Most of the 17 state-run prepaid tuition plans are designed to protect families from this type of unpleasant surprise by footing the beneficiary's tuition bill at any in-state public institution no matter how high it is. Families with children enrolled in these programs are probably feeling pretty good about their investment right now. (If you are considering joining your state's prepaid program—assuming you live in a state that offers one—be sure to consider how the price of the tuition protection compares to current tuition levels. Some states have started charging a significant premium.)
Stock market woes have caused many accounts in 529 college savings plans to sink in value. But there may still be good reason for the owner of a prepaid tuition contract to consider transferring his or her investment to a college savings plan. For example:
- You expect a moderation of future increases in tuition and fees at public institutions in your state. After all, college costs can't keep going up by five times the rate of inflation forever.
- You expect investment returns in the college savings plans to improve in the future. After all, the stock market has to start going up again sometime.
- Some combination of the above.
- Your child is heading to a private college or out-of-state college and the prepaid tuition contract you hold doesn't convert at full value. (Check with your state, as it may not pose this problem.)

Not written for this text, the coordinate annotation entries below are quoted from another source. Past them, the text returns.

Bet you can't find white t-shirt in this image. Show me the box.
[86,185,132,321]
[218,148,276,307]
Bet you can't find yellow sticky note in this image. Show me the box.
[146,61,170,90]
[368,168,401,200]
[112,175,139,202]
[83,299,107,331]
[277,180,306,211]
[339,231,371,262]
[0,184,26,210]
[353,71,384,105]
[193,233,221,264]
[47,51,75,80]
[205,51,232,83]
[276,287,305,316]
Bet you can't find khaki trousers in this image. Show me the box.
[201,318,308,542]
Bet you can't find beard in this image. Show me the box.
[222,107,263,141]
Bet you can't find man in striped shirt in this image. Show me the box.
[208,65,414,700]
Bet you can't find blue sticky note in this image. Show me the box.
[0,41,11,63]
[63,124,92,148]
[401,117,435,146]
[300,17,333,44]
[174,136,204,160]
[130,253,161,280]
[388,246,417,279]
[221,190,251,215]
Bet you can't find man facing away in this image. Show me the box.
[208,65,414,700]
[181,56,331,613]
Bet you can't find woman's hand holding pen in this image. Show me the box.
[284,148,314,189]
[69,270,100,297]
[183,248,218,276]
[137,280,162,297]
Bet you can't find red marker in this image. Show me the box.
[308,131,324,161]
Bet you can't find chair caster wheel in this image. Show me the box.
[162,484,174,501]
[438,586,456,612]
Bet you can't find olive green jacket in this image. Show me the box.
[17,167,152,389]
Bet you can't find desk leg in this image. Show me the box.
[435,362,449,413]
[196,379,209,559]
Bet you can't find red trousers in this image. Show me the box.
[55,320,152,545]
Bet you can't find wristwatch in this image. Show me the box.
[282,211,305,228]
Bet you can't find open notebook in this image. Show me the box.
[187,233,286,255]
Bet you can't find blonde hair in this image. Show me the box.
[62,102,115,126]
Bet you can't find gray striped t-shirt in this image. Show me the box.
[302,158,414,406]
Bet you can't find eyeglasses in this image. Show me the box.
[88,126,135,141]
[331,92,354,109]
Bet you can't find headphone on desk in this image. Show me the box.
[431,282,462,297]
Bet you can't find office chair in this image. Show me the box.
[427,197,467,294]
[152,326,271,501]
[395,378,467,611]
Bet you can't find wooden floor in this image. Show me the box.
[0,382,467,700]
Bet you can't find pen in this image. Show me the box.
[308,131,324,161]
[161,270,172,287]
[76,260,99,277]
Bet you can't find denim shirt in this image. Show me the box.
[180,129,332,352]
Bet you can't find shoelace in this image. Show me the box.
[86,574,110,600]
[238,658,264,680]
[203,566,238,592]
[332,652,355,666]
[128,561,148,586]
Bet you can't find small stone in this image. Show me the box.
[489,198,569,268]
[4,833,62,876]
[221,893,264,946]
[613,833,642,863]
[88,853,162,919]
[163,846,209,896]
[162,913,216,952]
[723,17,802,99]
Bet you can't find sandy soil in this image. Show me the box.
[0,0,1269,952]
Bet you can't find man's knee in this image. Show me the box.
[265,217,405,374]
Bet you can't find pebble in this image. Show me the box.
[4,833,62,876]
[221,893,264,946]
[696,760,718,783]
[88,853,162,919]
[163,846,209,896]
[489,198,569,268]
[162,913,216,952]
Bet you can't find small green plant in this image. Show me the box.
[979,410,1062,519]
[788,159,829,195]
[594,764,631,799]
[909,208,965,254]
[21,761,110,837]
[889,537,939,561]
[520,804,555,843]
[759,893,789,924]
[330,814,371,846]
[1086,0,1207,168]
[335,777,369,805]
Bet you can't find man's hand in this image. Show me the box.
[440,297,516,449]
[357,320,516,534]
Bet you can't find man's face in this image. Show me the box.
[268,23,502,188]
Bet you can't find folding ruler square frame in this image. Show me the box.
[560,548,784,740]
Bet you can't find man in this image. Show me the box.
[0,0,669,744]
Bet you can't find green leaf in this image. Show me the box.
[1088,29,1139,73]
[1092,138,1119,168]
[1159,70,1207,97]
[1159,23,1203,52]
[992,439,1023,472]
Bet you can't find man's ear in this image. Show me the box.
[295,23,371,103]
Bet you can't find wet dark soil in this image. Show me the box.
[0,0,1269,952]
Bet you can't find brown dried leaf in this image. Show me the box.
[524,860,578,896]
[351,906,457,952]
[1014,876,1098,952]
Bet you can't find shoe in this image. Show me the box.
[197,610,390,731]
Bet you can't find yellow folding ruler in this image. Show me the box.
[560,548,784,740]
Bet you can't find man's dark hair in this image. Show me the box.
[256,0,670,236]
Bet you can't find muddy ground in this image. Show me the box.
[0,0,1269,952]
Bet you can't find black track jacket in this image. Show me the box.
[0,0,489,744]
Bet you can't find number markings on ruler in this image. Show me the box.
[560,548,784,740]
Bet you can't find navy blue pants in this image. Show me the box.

- You are afraid your prepaid tuition plan may sink under the weight of the tuition increases, and unless the state is legally obligated to back up the program's promises, your benefits could be reduced if the program becomes insolvent.
- You want to improve your child's eligibility for federal financial aid. Prepaid tuition plans reduce financial "need" on a dollar for dollar basis. Switching the money to a college savings plan, where only a fraction of the value is counted in determining eligibility, could produce a much better financial aid package.
The biggest potential drawback of switching from a 529 prepaid tuition plan to a savings plan is that your prepaid tuition plan may treat your decision to pull the money out of the plan and into another state's 529 savings plan as a "cancellation" of the contract. The fact that the move qualifies as a tax-free rollover for federal income tax purposes will provide little consolation. Cancellations are often subject to severe financial penalties, in some cases returning your original payments reduced by an administrative fee, and without any interest. If you were able to claim a state tax deduction for your payments into the plan, you may be required to pay state recapture tax.
Luckily, every state with a prepaid tuition plan now has a college savings plan too (or will have one soon). Most of these states provide a much better answer when the rollover is going from their prepaid plan into their own college savings plan. Be sure to consider this possibility before attempting to transfer your prepaid investment to another state's 529 plan.